When I was a younger boy I used to love pirating software. It was easy and I felt no guilt about it. Software wanted to be free. (That, or I wanted software to be free.) As much as software companies wanted you to feel like stealing software was like stealing a car, I just wasn’t willing to buy that—or their software. I grew older, and I started writing software, and contrary to what you might think, my views on this matter didn’t change. It was really only after realizing how much I spend on a night out drinking or on a nice dinner that I realized I was just being a jerk and should buy the software I use.

Anyway, that was a long aside which brings me to what I wanted to write about, which is Transmit, the very first piece of software I bought. There are two reasons it was the first:

  1. It is an enjoyable application to use. We’re talking about an FTP application, so that’s a feat in and of itself.
  2. All of Panic’s applications make you feel guilty for not buying them. They are like little orphan children you want to take home and love.
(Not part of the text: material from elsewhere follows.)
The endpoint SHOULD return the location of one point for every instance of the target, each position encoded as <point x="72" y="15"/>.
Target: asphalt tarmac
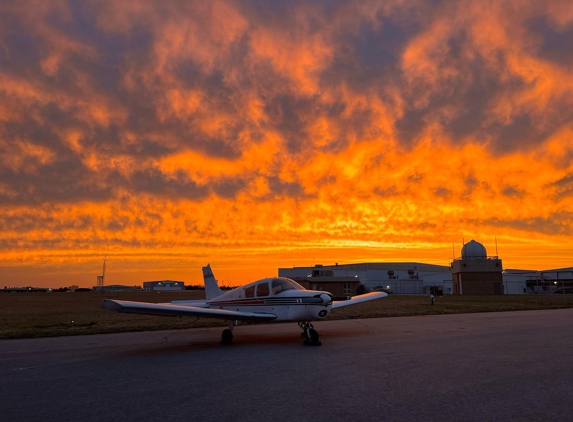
<point x="512" y="366"/>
Transmit, which is now at version 3.5, is probably one of the nicest applications available for the Mac. And that’s really all I have to say about that. I payed $30 American for an FTP client. Think about that; It must be pretty damn good. (If you must know, some cool features that are very well implemented in the latest release of the program are: syncing local folders with folders on an FTP site; using droplets for quick drag-and-drop uploads without needing to muck around with the application; connecting to FTP over TLS/SSL, which seems to be lacking in a lot of FTP clients I’ve used; good support for queues and batch uploads and downloads; etc., etc., etc.)

If you have ever used a Panic application, you may well know what their nag screens are like. When I was in high school, my friends and I all started using Audion, mostly because the skins were so slick looking. The problem with Audion was the following: you’d start the application up, and these sometimes witty, sometimes poignant, nag messages would greet you. The general gist of the messages, the underlying theme if you will, was something like, “Please for the love of God buy me. I’m only $20. For chrisakes.” (Actually, I think Audion was less than $20.) I remember telling my friend Rishi, one day in between classes, my intention to buy the program. His response was something to the effect of, “Man, those nag screens do work.” If you enter a serial number into one of their programs which you obtained through less than legitimate means, you will be greeted with a message explaining how Panic is just two guys trying to make great Mac software. They don’t reprimand you, but ask you politely not to pirate their stuff. The net effect of the message is that you feel like you were caught masturbating.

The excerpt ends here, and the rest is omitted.